The 3rd Century theologian and biblical scholar Origen insightfully comments that it is this woman who has the divine touch: He writes,
The outer human being has the sensible faculty of touch, and the inner human being also has touch, that touch with which the woman with a haemorrhage touched the hem of Jesus’ garment (cf. Mark 5.25-34 parr). She touched it, as He testified who said: Who touched me? (Mark 5.30). Yet just before, Peter said to Him: The multitudes are pressing upon you and you ask, ‘Who touched me?’ (Luke 9.45 parr). Peter thinks that those touching are touching in a bodily, not spiritual manner. Thus, those pressing in on Jesus were not touching Him, for they were not touching Him in faith. Only the woman, having a certain divine touch, touched Jesus and by this was healed. And because she touched Him with a divine touch, this caused power to go forth from Jesus in response to her holy touch. Hence, He says: Someone touched me: for I perceive that power has gone forth from me (Luke 8.46). It is about this healing touch that John says: Which we have touched with our hands concerning the word of life (1 John 1.1).

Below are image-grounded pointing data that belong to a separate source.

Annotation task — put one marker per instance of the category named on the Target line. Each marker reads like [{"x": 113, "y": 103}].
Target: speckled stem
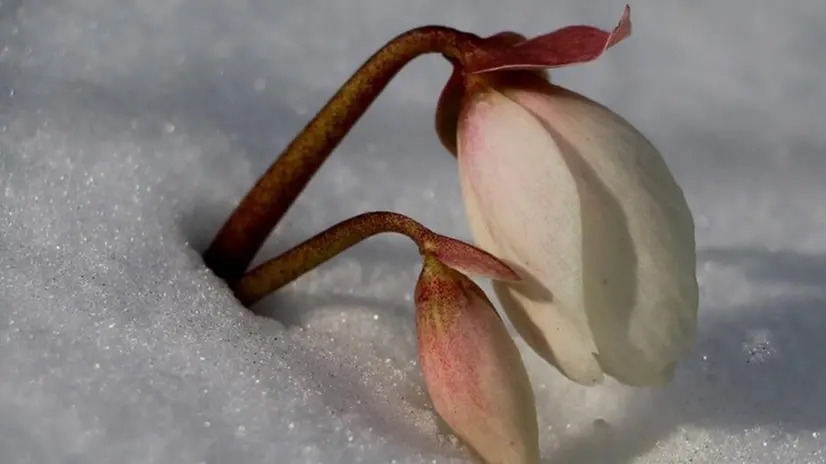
[
  {"x": 279, "y": 271},
  {"x": 265, "y": 204}
]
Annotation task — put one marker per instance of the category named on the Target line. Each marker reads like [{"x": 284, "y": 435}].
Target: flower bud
[{"x": 472, "y": 368}]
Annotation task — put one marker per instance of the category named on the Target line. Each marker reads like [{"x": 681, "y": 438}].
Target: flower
[
  {"x": 472, "y": 368},
  {"x": 580, "y": 204}
]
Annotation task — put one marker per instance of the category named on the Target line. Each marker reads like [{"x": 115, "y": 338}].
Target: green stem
[
  {"x": 265, "y": 204},
  {"x": 280, "y": 271}
]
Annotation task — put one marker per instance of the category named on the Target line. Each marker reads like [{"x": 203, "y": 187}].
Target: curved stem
[
  {"x": 280, "y": 271},
  {"x": 265, "y": 204}
]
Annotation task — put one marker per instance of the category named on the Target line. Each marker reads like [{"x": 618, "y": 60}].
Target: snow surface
[{"x": 129, "y": 129}]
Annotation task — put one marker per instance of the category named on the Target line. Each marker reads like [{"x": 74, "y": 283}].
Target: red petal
[{"x": 564, "y": 47}]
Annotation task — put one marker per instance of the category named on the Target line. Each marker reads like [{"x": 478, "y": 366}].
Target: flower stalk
[
  {"x": 243, "y": 234},
  {"x": 281, "y": 270}
]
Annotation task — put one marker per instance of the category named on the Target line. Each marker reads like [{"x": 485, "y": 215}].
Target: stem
[
  {"x": 280, "y": 271},
  {"x": 265, "y": 204}
]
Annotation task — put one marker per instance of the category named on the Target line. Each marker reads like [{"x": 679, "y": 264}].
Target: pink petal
[{"x": 564, "y": 47}]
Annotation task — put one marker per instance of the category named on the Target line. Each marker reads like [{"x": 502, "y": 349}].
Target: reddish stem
[
  {"x": 279, "y": 271},
  {"x": 265, "y": 204}
]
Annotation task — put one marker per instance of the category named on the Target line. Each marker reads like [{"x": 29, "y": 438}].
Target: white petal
[
  {"x": 586, "y": 206},
  {"x": 521, "y": 202},
  {"x": 639, "y": 259}
]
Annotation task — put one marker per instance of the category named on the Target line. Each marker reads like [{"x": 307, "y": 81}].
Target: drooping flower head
[{"x": 580, "y": 203}]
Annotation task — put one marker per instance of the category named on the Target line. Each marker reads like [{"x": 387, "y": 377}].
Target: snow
[{"x": 129, "y": 129}]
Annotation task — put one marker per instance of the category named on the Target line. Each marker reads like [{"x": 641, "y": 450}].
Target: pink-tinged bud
[
  {"x": 472, "y": 368},
  {"x": 583, "y": 207}
]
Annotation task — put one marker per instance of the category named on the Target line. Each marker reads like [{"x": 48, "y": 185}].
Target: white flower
[{"x": 585, "y": 209}]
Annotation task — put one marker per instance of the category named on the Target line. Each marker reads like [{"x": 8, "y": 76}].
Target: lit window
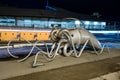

(Treaty on the Passover, p. 72)
I find this line from Origen thought-provoking, “those pressing in on Jesus were not touching Him, for they were not touching Him in faith”.
My reading of it is that presence ‘with’ does not mean the same as present ‘to’.
For example, on the occasion I would attend an important rugby fixture at the iconic Athletic Park in Wellington all those attending would jostle their way through a set of turnstiles, each hurrying to their favourite position on the bank. Each person was present ‘with’ many others; however, I would say, few were present ‘to’ each other. Being with, cannot assume, being part of.
And then of course the equally, if not more, provoking paragraph from Origen,
“Only the woman, having a certain divine touch, touched Jesus and by this was healed. And because she touched Him with a divine touch, this caused power to go forth from Jesus in response to her holy touch.”
My thoughts are moving in a million different directions with this paragraph!
Summing them up they seem to be about: is it the call to allow todays haemorrhaging women to touch the Body of Christ (the Church) with their divine touch and so heal the body.
Are we as the Body of Christ, the Church being called to allow the women of our Church to touch us and heal us before all their lifeblood has been lost?